Jameson, Anna Brownell (née Murphy) (b Dublin, 17 May 1794; d London, 17 Mar. 1860).
British writer, daughter of an Irish miniaturist, Denis Brownell Murphy (d 1842), who moved to England in 1798. She married a barrister, Robert Jameson, in 1825, but they soon separated. By this time she was already a successful author and for the rest of her life she kept up a prodigious and varied literary output. Her most famous book is probably Characteristics of Women (1832), later retitled Shakespeare's Heroines; it is illustrated with her own etchings and dedicated to the actress Fanny Kemble, one of her many famous and influential friends.

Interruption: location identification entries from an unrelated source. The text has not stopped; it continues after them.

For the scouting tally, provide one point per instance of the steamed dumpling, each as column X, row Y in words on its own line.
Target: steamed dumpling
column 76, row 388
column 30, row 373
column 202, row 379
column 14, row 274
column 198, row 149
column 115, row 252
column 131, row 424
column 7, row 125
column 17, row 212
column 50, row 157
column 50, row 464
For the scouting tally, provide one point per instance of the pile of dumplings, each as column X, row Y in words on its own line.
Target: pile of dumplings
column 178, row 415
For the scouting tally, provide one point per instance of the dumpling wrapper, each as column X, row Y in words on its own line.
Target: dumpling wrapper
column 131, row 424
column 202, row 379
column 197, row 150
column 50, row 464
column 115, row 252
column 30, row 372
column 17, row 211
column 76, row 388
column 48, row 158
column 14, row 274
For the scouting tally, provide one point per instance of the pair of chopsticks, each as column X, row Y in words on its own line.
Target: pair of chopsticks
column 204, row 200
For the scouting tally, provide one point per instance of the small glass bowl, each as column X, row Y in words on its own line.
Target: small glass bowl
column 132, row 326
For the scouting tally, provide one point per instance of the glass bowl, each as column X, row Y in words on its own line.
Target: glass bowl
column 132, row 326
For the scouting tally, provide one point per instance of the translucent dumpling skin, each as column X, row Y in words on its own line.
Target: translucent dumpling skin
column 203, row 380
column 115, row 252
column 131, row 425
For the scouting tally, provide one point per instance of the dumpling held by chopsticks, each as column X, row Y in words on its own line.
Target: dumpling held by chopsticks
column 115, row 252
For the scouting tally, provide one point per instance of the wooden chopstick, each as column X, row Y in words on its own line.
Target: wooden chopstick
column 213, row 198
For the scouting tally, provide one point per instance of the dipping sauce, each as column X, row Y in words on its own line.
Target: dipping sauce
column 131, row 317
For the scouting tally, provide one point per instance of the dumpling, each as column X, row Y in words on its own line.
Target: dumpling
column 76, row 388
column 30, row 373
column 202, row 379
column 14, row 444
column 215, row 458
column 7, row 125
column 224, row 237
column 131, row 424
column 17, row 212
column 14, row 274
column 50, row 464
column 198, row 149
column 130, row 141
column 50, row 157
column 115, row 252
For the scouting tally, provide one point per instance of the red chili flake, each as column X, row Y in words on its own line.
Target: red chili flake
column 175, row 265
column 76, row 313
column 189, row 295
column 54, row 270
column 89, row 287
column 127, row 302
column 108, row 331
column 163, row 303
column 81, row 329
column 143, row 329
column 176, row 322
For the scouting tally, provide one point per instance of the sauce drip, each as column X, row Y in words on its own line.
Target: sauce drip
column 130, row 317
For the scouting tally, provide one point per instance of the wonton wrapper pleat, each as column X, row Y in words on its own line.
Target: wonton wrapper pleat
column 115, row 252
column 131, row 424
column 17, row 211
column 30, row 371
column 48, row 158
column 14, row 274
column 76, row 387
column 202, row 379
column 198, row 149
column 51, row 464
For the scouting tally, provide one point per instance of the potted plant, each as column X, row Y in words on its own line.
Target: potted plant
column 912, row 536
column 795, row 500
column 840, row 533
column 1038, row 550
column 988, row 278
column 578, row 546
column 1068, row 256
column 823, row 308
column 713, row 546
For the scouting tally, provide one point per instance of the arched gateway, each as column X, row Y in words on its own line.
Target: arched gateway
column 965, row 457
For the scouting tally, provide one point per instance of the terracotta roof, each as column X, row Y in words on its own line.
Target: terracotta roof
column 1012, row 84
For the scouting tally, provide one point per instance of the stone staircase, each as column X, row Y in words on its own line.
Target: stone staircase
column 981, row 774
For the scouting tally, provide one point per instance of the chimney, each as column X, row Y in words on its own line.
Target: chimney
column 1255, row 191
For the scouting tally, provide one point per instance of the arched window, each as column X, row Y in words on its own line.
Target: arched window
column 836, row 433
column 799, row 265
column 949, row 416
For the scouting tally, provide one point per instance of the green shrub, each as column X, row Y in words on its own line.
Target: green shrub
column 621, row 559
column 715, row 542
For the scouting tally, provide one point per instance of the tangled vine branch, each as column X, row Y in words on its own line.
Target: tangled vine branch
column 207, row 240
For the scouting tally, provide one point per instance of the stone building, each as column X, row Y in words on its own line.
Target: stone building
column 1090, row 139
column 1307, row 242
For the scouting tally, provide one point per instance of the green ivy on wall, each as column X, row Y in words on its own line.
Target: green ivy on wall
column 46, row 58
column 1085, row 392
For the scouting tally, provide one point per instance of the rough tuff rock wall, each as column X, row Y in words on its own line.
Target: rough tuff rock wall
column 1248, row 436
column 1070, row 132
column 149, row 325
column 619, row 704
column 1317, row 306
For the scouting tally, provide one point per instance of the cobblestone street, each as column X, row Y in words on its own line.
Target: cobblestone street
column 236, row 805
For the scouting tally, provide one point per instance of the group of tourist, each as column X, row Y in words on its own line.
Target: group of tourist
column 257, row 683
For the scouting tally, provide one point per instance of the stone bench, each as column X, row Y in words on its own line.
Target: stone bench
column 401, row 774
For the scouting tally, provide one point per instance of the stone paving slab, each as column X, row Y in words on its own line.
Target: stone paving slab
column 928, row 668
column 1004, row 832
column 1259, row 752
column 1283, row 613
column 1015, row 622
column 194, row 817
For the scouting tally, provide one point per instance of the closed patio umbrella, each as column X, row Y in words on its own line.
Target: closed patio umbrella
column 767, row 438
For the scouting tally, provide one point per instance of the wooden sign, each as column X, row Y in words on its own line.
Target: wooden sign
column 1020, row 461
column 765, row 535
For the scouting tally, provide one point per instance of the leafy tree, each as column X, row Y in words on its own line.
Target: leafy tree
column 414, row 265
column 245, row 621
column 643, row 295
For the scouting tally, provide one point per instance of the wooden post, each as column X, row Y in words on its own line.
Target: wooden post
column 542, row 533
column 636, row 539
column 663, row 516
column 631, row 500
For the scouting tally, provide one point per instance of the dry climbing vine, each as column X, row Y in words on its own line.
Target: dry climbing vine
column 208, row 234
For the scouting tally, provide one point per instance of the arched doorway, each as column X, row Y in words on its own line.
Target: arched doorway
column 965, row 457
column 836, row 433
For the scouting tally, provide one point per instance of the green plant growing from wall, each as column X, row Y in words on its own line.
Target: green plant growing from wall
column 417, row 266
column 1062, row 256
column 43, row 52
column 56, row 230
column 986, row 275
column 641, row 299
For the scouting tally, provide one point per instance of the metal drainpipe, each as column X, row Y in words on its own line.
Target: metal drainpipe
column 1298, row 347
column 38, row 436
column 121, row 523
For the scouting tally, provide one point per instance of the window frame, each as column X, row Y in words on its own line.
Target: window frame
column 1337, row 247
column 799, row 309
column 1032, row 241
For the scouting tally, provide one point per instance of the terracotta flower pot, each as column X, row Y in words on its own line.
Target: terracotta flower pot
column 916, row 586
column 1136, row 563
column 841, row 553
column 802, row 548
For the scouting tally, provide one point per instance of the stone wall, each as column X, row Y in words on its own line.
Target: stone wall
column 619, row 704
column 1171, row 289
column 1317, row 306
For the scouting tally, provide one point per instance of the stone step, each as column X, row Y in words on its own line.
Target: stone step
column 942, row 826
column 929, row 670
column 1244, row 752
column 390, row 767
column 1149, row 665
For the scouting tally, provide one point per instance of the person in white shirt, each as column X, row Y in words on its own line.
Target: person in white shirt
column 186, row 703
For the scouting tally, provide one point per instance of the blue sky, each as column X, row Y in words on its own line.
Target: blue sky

In the last two decades of her life her writings were mainly on art and she has been described as the first professional English art historian. Her first major book in the field was A Handbook to the Public Galleries of Art in and near London (1842). She modestly said it ‘ought to have fallen into the hands of Dr Waagen, or some such bigwig, instead of poor little me’, but in fact it is an impressively detailed and accurate work. Her other books include several on Christian iconography, among them Sacred and Legendary Art (2 vols., 1848) and Legends of the Madonna (1852). Although antiquated in certain respects, they are clearly written, full of information, and still useful.